Lisa Law: Where is Woodstock Photographer Now?

Netflix’s ‘Trainwreck: Woodstock ’99’ is a three-part docuseries from Jamie Crawford that looks at the much-maligned revival of the Woodstock music festival in 1999. The three-day event faced several problems throughout, ending with the concertgoers looting and vandalizing the place. Lisa Law, a photographer who was present for the original Woodstock as well as the one in 1999, talked about how things were different between the two. So, if you’re curious to find out more, we’ve got you covered.

Who is Lisa Law?

Lisa grew up in Burbank, California, and was raised with two brothers. She left the city in 1959 and moved to San Francisco, California, to live with an aunt. There, Lisa met Frank Werber, a talent manager, who hired her as his assistant and gave her a professional camera. In 1965, Lisa met Tom Law, her future husband. She lived with him and two others in a house called The Castle.

The Castle was visited by several musicians, artists, and actors, giving Lisa ample subjects to click pictures of. There, she photographed Andy Warhol, Bob Dylan, and Barry McGuire, among others. She said in 1987, “I was so excited about what I was seeing that I wanted to remember it. I wanted to put on film what I saw. . . . The music and the demonstrations, civil rights, and anti-Vietnam, the back to the land movement and the festivals. I saved and cared for the negatives.”

Lisa also lived in Mexico with Tom for a while before returning to California. There, she continued her photography and documentation, covering the flower children of Haight-Ashbury, Hari Krishna followers, yoga classes, the peace marches, and finally, Woodstock in 1969. She said of the event, “It was just beautiful. There was mud in every place. And people were making their music, even in the campgrounds. Everybody else helped everybody else.”

Lisa also remembered wanting to cook free food for the attendees and asked the organizers for $3000 to buy ingredients to make muesli. In the end, Lisa believed that she and her team could feed around 130,000 people. Lisa talked about what stuck out to her during the 1999 Woodstock event on the show. She couldn’t take garbage being strewn about and even drove around with trash bags, but it did little to change the condition of the grounds.

Lisa Law Enjoys Spending Time With Her Family

Lisa and Tom had four children and lived in Truchas, New Mexico, until their divorce in 1977. Her extensive documentation of the events from the 1960s led to a documentary and a book titled ‘Flashing on the Sixties.’ Furthermore, Lisa has ensured her work helped specific causes: the people who are homeless in San Francisco, the struggles of the Navajo and Hopi nations, and the El Salvadorians’ resistance to military oppression.

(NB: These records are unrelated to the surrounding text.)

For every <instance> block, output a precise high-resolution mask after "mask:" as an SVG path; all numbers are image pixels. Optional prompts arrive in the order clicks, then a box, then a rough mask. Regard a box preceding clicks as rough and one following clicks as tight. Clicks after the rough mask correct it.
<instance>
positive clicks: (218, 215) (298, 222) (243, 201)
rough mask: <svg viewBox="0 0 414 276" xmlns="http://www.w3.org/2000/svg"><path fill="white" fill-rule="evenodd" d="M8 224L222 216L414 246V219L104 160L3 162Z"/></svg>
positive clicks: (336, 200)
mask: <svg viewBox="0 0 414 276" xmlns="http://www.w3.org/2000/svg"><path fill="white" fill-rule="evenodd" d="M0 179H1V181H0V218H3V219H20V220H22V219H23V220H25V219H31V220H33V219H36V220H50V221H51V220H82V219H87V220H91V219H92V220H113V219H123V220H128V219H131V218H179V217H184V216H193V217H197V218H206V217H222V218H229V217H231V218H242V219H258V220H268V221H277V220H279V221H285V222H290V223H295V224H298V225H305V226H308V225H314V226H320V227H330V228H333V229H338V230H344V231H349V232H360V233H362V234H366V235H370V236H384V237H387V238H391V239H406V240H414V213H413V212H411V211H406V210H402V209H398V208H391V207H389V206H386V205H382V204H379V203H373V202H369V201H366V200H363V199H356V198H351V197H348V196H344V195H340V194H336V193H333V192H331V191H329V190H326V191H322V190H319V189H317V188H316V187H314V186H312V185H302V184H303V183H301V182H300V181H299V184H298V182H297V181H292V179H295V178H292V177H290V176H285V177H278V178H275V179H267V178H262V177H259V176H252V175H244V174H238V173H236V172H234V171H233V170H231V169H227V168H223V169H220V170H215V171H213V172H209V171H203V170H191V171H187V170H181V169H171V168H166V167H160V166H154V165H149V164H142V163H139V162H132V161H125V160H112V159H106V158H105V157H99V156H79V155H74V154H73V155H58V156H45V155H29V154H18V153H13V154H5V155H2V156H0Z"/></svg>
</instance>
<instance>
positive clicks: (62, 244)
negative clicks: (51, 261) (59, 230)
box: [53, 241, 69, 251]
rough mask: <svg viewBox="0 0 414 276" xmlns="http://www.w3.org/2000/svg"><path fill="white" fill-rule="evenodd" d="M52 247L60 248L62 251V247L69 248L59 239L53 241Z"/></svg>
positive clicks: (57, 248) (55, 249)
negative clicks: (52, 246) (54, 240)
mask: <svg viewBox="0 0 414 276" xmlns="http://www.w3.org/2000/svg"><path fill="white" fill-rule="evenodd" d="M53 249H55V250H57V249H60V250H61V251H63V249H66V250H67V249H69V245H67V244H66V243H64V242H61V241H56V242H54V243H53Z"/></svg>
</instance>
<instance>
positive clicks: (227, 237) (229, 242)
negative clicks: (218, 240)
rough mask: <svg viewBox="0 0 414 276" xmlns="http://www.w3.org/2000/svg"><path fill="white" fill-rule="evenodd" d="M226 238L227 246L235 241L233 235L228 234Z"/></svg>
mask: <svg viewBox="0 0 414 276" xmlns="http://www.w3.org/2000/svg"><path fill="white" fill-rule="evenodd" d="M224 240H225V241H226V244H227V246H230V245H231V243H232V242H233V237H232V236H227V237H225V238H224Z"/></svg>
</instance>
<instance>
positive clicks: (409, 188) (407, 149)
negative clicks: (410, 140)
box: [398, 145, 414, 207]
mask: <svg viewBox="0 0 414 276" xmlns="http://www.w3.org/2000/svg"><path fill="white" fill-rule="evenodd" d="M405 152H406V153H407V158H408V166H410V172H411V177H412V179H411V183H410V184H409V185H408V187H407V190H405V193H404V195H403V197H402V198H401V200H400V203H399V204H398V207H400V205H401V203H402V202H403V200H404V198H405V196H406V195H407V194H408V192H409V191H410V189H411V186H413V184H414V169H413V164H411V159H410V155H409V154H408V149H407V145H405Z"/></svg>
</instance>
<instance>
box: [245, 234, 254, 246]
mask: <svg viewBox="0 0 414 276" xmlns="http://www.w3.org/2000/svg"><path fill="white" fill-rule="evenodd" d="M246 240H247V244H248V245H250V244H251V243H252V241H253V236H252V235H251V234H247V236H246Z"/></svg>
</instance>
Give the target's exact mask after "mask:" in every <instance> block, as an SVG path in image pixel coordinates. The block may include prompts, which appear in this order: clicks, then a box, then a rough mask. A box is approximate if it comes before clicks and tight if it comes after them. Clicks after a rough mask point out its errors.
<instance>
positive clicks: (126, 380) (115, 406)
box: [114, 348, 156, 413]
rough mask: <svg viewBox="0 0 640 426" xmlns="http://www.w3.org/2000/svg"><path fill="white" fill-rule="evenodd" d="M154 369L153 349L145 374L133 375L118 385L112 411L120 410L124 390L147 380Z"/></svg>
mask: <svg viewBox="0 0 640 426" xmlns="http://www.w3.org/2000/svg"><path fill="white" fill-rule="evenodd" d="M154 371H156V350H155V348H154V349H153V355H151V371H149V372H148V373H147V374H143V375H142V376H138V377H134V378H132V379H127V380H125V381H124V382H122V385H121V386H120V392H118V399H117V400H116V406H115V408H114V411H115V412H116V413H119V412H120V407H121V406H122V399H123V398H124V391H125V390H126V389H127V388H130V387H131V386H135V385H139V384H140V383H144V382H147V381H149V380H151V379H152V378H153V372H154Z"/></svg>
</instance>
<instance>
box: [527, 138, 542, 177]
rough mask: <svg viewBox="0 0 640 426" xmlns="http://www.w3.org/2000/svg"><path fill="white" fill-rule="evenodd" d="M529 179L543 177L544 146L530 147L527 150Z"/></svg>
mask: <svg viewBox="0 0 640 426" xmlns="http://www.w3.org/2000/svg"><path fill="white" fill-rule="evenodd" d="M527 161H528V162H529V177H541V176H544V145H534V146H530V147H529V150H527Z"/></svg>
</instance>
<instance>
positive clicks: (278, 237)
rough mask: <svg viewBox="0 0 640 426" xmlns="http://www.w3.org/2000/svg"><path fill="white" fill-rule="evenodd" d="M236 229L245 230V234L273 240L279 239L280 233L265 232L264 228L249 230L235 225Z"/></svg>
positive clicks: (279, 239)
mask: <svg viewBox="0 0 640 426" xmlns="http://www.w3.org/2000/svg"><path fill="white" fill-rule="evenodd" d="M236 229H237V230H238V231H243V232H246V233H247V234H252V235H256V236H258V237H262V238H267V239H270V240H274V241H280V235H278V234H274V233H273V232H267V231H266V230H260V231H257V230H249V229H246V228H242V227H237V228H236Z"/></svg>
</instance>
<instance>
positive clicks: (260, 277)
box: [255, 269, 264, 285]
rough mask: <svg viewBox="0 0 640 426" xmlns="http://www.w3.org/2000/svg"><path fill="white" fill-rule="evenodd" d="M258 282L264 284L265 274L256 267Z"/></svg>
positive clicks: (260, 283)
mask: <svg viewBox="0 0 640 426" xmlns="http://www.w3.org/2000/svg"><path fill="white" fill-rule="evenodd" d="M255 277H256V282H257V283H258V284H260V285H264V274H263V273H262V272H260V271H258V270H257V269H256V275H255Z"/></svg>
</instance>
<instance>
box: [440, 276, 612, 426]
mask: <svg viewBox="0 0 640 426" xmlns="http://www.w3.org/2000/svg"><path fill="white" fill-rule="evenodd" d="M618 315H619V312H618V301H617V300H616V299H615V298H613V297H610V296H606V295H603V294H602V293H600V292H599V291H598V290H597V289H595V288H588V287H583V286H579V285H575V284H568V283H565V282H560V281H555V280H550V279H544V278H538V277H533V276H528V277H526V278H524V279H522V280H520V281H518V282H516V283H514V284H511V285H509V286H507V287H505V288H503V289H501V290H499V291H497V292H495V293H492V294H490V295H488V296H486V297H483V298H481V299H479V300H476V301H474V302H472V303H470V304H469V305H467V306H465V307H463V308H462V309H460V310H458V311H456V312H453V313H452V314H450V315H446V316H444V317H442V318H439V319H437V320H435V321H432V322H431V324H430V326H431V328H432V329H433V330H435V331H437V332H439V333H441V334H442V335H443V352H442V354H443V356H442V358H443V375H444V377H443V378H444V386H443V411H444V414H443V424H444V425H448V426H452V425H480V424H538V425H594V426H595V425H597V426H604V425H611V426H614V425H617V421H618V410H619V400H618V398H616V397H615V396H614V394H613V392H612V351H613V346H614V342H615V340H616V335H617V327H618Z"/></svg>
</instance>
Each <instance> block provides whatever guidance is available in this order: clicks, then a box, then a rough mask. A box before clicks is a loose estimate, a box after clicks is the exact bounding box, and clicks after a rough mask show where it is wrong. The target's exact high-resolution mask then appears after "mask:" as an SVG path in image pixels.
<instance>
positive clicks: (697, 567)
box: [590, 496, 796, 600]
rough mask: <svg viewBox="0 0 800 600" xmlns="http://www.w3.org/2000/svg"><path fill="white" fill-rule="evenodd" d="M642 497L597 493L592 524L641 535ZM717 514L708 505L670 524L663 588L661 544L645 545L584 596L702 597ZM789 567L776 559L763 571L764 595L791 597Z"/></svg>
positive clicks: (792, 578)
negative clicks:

Lisa used her camera to bring attention to the rights of the people of the indigenous nations as well. Apart from that, she has worked at a pastry shop, sold Native American blankets and jewelry, did wedding photography, and cleaned houses. Lisa also started a museum that looks into how she shot the 1960s. In 2019, Lisa also opened a museum in Yelapa, Mexico. In the same town, she builds and designs houses. Lisa currently lives in Santa Fe, New Mexico. She spends her time tending to her vegetable garden and her five grandchildren.